Musings....

Sep 12, 2004 19:22

Yesterday, a lot of my friends in the US were thinking about the earth-shattering event that has come to be known as nine-eleven, or 9/11.

Being a UK resident, I have no personal connection to anything that happened that day, besides the fact that I will never forget where I was and what I was doing when I heard about it.

Very much the same for a vast majority of people when John Lennon was murdered. You never forget something like that.

I clocked in for my shift at the supermarket about fifteen minutes before it happened, so I was unaware. I was restocking the fish fridge - with fish sticks of all things - when one of the customers came up and struck up a conversation with me about how terrorists had bombed the World Trade Centre.

The severity of it didn't hit me till later, when I went upstairs to the canteen in search of one of the Personnel staff. I was six months pregnant at the time, and had come to the conclusion that I was going to have to bite the bullet and get some maternity clothes.
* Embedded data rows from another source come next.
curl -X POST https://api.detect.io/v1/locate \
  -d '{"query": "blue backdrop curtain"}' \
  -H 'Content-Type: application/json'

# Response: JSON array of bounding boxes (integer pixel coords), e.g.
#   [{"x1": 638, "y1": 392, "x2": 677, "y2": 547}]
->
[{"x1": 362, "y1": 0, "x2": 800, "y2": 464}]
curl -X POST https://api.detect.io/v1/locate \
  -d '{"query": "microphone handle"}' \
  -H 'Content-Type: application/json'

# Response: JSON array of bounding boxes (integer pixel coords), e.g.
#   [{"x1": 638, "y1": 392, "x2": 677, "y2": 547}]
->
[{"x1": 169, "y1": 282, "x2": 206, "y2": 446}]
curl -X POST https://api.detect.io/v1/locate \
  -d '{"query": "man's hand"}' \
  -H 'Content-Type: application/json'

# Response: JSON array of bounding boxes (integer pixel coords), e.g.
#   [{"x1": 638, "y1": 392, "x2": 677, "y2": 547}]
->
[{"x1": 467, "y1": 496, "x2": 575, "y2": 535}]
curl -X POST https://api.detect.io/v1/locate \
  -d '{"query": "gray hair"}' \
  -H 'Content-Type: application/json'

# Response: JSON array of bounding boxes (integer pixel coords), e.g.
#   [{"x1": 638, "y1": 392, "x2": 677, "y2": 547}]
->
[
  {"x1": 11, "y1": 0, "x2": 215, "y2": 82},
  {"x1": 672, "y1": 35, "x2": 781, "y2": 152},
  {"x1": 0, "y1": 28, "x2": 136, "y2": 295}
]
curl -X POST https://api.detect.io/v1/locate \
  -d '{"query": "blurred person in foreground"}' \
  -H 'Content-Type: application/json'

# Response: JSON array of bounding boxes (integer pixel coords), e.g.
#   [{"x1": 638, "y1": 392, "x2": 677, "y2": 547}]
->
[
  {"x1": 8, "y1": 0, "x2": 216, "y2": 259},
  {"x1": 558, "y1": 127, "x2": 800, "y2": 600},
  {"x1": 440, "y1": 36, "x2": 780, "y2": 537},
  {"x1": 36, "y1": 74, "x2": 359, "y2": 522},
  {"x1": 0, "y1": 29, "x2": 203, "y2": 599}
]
Fiona was finishing up her break, so I hung around in the canteen. Half the management, and some of the general staff, were huddled around the television, so I watched too.
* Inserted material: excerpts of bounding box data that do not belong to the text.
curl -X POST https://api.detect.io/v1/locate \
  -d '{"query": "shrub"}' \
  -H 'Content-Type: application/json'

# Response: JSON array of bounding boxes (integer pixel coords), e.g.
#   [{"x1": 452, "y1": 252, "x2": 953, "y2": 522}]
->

The realisation of what had actually happened was quite startling.

I tried to put it out of my mind for the rest of the shift, though it was the topic du jour that night, but when I got home, my son's father was glued to CNN, watching the coverage.
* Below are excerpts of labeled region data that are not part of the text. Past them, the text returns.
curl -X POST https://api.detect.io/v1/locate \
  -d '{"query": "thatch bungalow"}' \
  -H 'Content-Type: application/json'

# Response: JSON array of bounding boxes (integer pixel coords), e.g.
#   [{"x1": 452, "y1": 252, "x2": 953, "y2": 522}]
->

Neither of us could look away.

Both towers had gone by this time, but I was watching the coverage when the building over the road finally gave up and collapsed too. I remember feeling very scared about the kind of world I was bringing my son into.

It's not much of a story, but I wanted to get it down on record, for myself maybe? For my son to read when he's older? I don't know.

I don't expect anyone to respond - no reason why anyone should.